= Crescent School, Rugby =

School in Rugby, Warwickshire, England

Crescent School is a Private preparatory coeducational day School for pupils aged 3 – 11. It is in the Bilton area of Rugby, Warwickshire, England. It was informally started in 1946, and founded in 1948 as a school for the children of Rugby School masters. It was housed in Rugby School buildings. Having opened its doors to children living in Rugby and the surrounding district, it outgrew its premises and, in 1988, purchased a purpose-built school in Bilton, a residential suburb approximately 2 miles south of Rugby town centre.
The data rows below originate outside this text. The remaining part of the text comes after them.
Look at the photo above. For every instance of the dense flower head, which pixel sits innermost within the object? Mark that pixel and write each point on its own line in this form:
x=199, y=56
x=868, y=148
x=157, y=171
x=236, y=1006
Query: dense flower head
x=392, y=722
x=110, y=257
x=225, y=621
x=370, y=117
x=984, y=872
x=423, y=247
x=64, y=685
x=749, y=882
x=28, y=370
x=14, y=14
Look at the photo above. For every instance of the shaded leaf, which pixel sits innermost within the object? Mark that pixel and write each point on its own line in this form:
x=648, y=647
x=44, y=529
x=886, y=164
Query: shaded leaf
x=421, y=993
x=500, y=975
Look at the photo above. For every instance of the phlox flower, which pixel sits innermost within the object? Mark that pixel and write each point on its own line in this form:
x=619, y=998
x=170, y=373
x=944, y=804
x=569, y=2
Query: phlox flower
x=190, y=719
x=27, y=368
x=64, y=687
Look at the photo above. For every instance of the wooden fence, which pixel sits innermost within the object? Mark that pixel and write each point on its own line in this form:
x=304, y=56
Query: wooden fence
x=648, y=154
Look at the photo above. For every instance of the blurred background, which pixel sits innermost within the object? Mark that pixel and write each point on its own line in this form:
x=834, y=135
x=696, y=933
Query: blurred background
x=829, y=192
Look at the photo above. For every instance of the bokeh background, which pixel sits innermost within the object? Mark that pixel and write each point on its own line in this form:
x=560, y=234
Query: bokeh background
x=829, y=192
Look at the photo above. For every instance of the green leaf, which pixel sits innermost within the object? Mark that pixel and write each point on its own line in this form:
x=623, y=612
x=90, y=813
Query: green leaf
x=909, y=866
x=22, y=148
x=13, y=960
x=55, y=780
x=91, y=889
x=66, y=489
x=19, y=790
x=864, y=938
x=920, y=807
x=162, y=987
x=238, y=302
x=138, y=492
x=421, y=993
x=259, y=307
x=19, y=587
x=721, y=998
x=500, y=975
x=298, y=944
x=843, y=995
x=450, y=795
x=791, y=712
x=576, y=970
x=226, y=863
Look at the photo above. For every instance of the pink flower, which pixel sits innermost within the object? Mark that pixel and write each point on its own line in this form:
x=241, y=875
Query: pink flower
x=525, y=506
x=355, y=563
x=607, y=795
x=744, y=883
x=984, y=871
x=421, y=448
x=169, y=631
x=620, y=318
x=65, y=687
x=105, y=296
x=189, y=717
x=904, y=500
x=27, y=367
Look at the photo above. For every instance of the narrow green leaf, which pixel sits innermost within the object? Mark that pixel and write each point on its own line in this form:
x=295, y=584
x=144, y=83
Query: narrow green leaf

There are 167 pupils, including children aged 3–4 in the Pathfinders nursery school. Since 2017, the school has been a part of the Princethorpe Foundation, alongside secondary school Princethorpe College, primary school Crackley Hall and nursery Little Crackers. The headmaster is Joe Thackway. The school is a member of Independent Association of Preparatory Schools and the school is a member of the Independent Schools Council, having undergone Independent Schools Inspectorate and Ofsted inspections.

In 2025 the school was given an eco-school award following projects undertaken by the pupils. The school has been supporting a twin school in Bwengu in northern Malawi since 2007 which is the site of a new solar farm.